In an endeavour to boost the vineyard ecosystem, the estate has long been cycling inter-row cover crops and is an internationally recognised forerunner in researching this field. They are constantly measuring the benefits of their composting and green mulching in order to refine their processes. Such dedication to understanding sustainability is rare; taking the time to document it so that others can follow by example, even rarer. Crittenden Estate is not only protecting their immediate ecosystem by ditching chemical farming in favour of regenerative management, but they are giving back to the very earth that grows their grapes. To top it all, these healthy soils require a fraction of the irrigation they once did.
This flows neatly into the topic of water; it always stunned me how wasteful we can be in wineries. It’s all literally going down the drain. There’s always a hose on somewhere, whether it’s for irrigation, or cleaning, or more cleaning. Scarcity of water is a real concern the world over and the question over how long we can keep growing wines in regions that are drying up, bit by bit, is an incredibly pertinent one. Every single drop that goes down the drain at Crittenden is processed through an on-site water treatment plant: ‘It was bloody expensive and it’s actually a bit of a pain to run, but you’ve got to put the effort in where it counts’, I recall Rollo relating to a clutch of visitors who were interested in the whirring steel tank that sits at one end of the winery.

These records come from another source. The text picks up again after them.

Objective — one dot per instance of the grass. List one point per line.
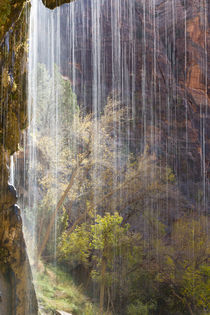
(57, 291)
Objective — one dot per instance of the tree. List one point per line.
(103, 243)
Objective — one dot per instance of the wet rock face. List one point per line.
(173, 57)
(17, 296)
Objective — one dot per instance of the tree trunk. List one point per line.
(102, 287)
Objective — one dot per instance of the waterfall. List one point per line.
(116, 124)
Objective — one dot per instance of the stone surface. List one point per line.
(18, 295)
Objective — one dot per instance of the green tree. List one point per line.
(102, 243)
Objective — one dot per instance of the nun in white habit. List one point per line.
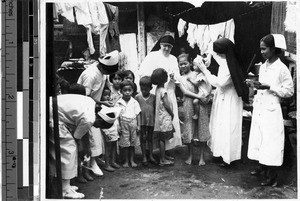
(266, 140)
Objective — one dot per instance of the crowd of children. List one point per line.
(146, 118)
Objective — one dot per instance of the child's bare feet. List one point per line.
(126, 165)
(169, 157)
(201, 162)
(133, 164)
(188, 161)
(109, 168)
(165, 162)
(195, 116)
(115, 165)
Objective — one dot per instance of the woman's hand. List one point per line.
(198, 61)
(108, 103)
(207, 60)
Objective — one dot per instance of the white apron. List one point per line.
(226, 116)
(266, 140)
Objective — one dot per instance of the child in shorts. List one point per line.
(111, 137)
(163, 126)
(147, 104)
(129, 121)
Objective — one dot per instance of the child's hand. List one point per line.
(172, 76)
(138, 130)
(108, 103)
(172, 116)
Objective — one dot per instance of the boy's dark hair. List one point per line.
(270, 42)
(159, 76)
(126, 73)
(126, 83)
(112, 76)
(146, 82)
(64, 84)
(77, 89)
(106, 88)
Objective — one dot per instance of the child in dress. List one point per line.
(129, 75)
(129, 122)
(115, 79)
(111, 137)
(147, 104)
(163, 125)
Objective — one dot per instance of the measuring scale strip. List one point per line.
(9, 102)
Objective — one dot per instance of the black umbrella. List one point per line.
(216, 12)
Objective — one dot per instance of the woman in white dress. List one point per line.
(163, 59)
(226, 115)
(266, 140)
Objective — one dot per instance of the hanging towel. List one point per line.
(291, 16)
(191, 38)
(98, 15)
(112, 38)
(66, 10)
(181, 26)
(229, 30)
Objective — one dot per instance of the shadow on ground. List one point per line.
(183, 181)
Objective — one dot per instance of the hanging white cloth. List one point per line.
(128, 47)
(66, 10)
(229, 30)
(203, 38)
(191, 38)
(90, 38)
(98, 15)
(291, 16)
(181, 26)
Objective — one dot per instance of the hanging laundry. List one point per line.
(98, 15)
(181, 26)
(66, 10)
(82, 13)
(191, 38)
(128, 46)
(203, 38)
(112, 38)
(229, 30)
(90, 38)
(291, 16)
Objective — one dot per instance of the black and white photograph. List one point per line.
(218, 79)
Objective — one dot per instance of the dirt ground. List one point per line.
(183, 181)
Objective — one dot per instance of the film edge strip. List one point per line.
(9, 100)
(20, 102)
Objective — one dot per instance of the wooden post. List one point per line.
(141, 36)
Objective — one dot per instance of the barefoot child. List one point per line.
(147, 104)
(204, 89)
(129, 122)
(163, 125)
(194, 133)
(111, 137)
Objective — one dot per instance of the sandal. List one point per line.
(75, 188)
(166, 163)
(71, 194)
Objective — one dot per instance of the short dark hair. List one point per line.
(126, 83)
(77, 89)
(112, 76)
(269, 41)
(145, 81)
(106, 88)
(159, 76)
(126, 73)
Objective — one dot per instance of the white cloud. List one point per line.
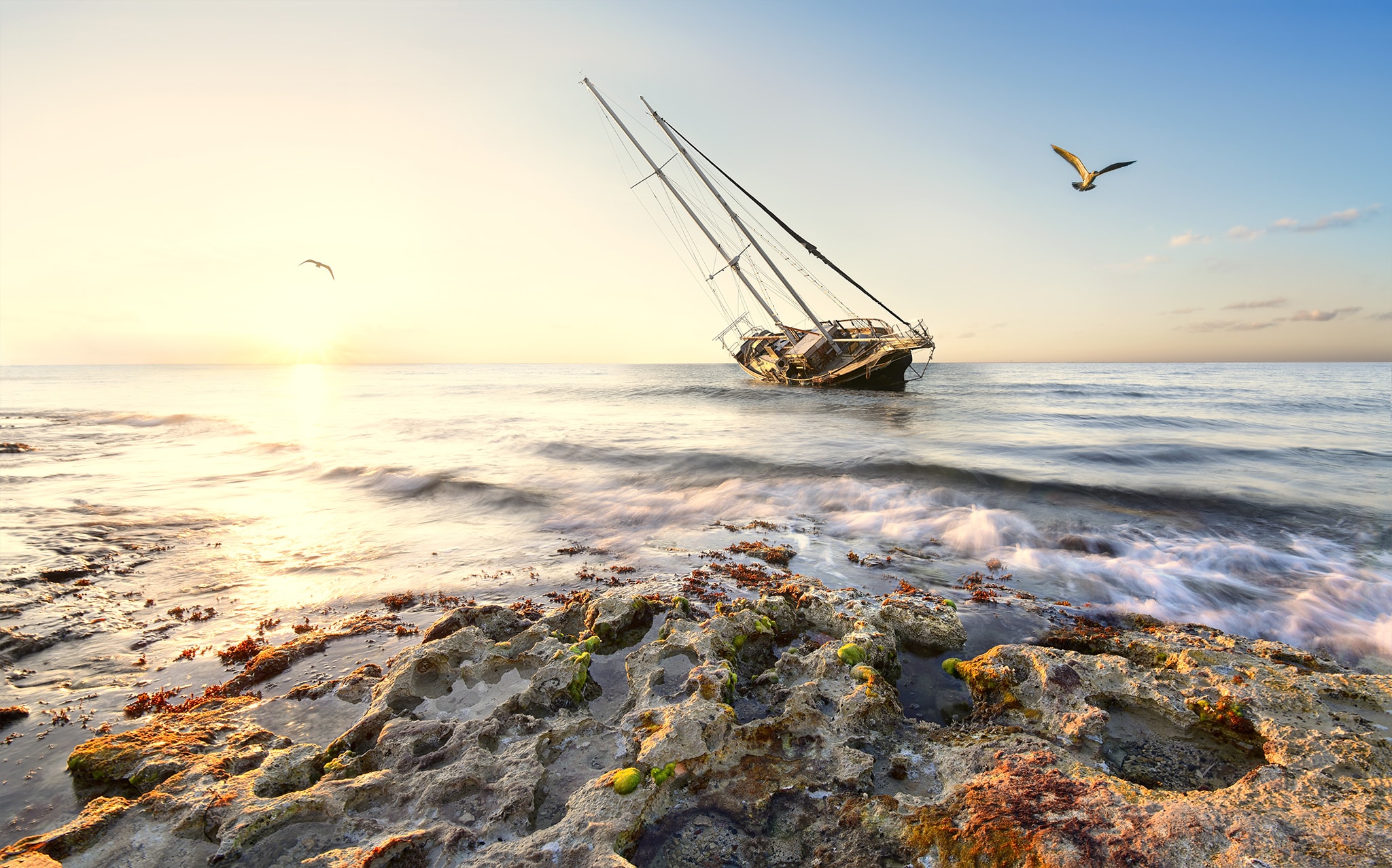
(1329, 222)
(1208, 326)
(1187, 238)
(1230, 326)
(1251, 305)
(1145, 262)
(1321, 316)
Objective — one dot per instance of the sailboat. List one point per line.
(852, 352)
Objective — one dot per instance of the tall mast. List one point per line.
(741, 224)
(730, 260)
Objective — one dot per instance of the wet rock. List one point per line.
(493, 621)
(16, 644)
(920, 623)
(1090, 546)
(1192, 747)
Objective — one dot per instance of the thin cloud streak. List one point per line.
(1187, 238)
(1145, 262)
(1240, 232)
(1228, 326)
(1323, 316)
(1340, 219)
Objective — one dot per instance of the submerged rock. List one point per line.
(749, 737)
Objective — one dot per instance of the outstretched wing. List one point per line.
(1075, 162)
(1115, 166)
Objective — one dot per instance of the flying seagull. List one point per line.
(1088, 177)
(332, 272)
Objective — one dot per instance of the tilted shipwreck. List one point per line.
(858, 352)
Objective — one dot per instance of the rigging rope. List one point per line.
(790, 230)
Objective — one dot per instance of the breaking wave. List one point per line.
(410, 485)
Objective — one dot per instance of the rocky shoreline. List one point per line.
(758, 731)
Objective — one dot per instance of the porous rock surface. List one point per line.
(769, 732)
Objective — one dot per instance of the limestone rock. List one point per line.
(749, 740)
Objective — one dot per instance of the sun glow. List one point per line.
(304, 330)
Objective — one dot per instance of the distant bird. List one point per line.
(1088, 177)
(332, 272)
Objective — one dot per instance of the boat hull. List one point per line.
(884, 372)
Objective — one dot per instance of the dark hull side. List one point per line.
(886, 375)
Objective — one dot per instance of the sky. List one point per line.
(164, 167)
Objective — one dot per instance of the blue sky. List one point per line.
(164, 162)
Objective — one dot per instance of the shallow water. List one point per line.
(1251, 497)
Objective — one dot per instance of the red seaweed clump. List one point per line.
(243, 651)
(778, 555)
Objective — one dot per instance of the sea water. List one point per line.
(1249, 497)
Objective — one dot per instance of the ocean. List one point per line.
(1255, 498)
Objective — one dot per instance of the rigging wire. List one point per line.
(612, 137)
(790, 230)
(669, 211)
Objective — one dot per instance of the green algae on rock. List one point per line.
(771, 756)
(627, 781)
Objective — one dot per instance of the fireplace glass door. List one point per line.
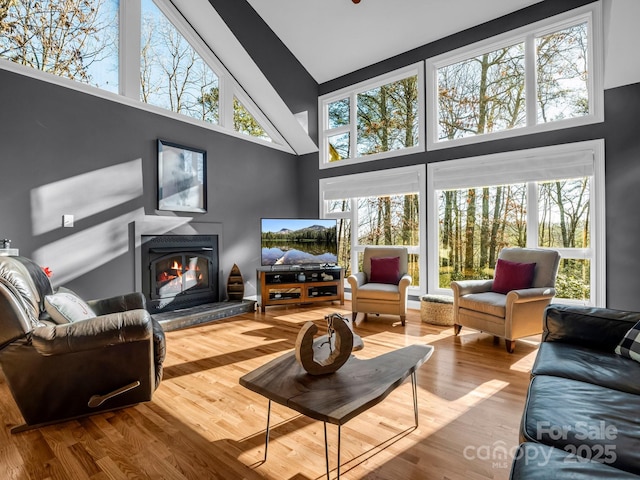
(179, 274)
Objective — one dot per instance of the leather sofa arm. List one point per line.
(593, 327)
(98, 332)
(465, 287)
(120, 303)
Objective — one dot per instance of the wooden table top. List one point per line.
(336, 397)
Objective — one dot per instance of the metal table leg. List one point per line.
(414, 387)
(266, 438)
(326, 451)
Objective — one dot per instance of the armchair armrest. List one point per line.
(530, 295)
(93, 333)
(120, 303)
(593, 327)
(357, 280)
(465, 287)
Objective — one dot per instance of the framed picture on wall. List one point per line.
(182, 178)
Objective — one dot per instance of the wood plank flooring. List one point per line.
(201, 424)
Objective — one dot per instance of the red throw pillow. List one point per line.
(385, 270)
(512, 276)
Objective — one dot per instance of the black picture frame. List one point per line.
(182, 178)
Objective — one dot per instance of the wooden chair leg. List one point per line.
(511, 345)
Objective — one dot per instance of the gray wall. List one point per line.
(51, 133)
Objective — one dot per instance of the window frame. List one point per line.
(476, 167)
(376, 183)
(592, 14)
(351, 92)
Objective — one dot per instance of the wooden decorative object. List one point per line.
(327, 353)
(235, 284)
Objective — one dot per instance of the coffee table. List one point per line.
(337, 397)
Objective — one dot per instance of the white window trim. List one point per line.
(351, 92)
(129, 17)
(476, 167)
(591, 13)
(378, 183)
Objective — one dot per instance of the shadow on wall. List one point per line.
(83, 196)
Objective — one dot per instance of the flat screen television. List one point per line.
(298, 241)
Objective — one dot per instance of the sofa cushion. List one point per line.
(64, 306)
(577, 362)
(592, 421)
(385, 270)
(512, 276)
(533, 461)
(629, 347)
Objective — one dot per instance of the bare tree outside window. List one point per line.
(75, 39)
(172, 74)
(476, 223)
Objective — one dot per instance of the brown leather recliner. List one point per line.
(58, 372)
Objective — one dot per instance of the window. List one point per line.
(172, 74)
(74, 39)
(544, 76)
(175, 76)
(375, 119)
(550, 197)
(378, 208)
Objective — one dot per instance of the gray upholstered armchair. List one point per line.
(510, 315)
(381, 286)
(63, 368)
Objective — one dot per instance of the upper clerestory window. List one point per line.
(544, 76)
(375, 119)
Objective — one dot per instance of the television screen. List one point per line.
(296, 241)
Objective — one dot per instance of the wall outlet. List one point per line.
(67, 221)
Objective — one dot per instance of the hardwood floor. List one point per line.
(202, 424)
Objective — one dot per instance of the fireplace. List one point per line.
(179, 271)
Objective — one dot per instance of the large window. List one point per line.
(545, 198)
(374, 119)
(153, 55)
(378, 208)
(172, 74)
(74, 39)
(544, 76)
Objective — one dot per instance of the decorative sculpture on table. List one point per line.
(327, 353)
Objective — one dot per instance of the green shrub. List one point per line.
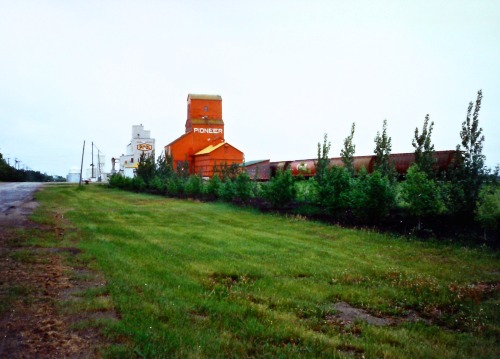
(280, 190)
(194, 186)
(213, 187)
(372, 197)
(243, 187)
(421, 193)
(334, 190)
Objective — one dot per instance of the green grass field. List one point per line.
(208, 280)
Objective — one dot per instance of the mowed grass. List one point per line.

The rest of the water they use is either in the form of rainwater from a dam or bore, and a small proportion comes from Melbourne. Even that is recycled before arrival. Remember as well, that they are tapping into this supply less frequently for irrigation as the vineyard finds better equilibrium.
The reductions also apply to their power. The introduction of solar panels across the entire property has seen a 60% drop in overall energy costs. Their work is not only reducing its toll on the environment, but the bills at home too.
Sustainability runs deep in the Crittenden veins. Founding father, Garry, has now passed the reins on to Rollo. In our last chat, he informed me that he’s now busy with bees, after investing in hives for the property to boost local colonies. As Rollo pushes the agenda forward, the next generation is nipping at his heels. Rollo’s nine-year-old son, Oscar, has recently been recognised locally for his campaigning to reduce ocean plastics, and the estate produced a limited series of ‘Endangered’ Arneis to back up his efforts, a proportion of its profits going to turtle rehabilitation sanctuaries. Quality wine will always come at a cost, so reducing this cost to the natural world should be a major concern of everyone involved in the production and enjoyment of it. The accolades are stacking up for the estate, which is always a pleasure to see, but this is personal. Having witnessed first-hand their zeal to raise the bar year-on-year, those in Crittenden Estate are true sustainability heroes.